Operasi Berlangsung di Tiga Lokasi
Petugas menggelar operasi di kawasan Surau Gadang, Kurao Siteba, dan Parak Laweh. Para pelaku menyebarkan tautan judi online melalui berbagai platform digital untuk memperoleh keuntungan finansial. Bahkan, mereka menjadikan aktivitas tersebut sebagai mata pencaharian.
Selain menangkap para pelaku, polisi menyita 31 unit telepon genggam dan satu unit laptop. Selanjutnya, tim forensik digital memeriksa seluruh barang bukti untuk mengungkap jaringan dan pola aktivitas para pelaku.
Penyidik Kembangkan Kasus
Saat ini, penyidik mendalami peran masing-masing pelaku. Sementara itu, tim penyidik menelusuri kemungkinan keterlibatan pelaku lain dalam jaringan promosi judi online.
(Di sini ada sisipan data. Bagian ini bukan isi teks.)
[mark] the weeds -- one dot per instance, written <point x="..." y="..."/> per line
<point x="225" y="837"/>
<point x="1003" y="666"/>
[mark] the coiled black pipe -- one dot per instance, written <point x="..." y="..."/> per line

Karena itu, polisi terus mengembangkan penyelidikan untuk membongkar jaringan yang lebih luas dan mengidentifikasi seluruh pihak yang terlibat.
Polisi Jerat Pelaku dengan Pasal 426 KUHP
Penyidik menerapkan Pasal 426 Kitab Undang-Undang Hukum Pidana (KUHP) kepada para pelaku. Pasal tersebut mengancam pelaku dengan hukuman penjara paling lama sembilan tahun.
Polda Sumatera Barat menegaskan bahwa kepolisian tidak hanya menindak pengelola situs judi online. Polisi juga menindak promotor, penyebar tautan, serta perekrut pemain. Dengan langkah tersebut, Polda Sumbar berupaya memutus rantai penyebaran judi online di masyarakat.
Selain itu, kepolisian mengimbau masyarakat agar tidak ikut mempromosikan maupun menyebarkan tautan judi online. Jika menemukan aktivitas serupa, masyarakat dapat segera melaporkannya kepada aparat kepolisian.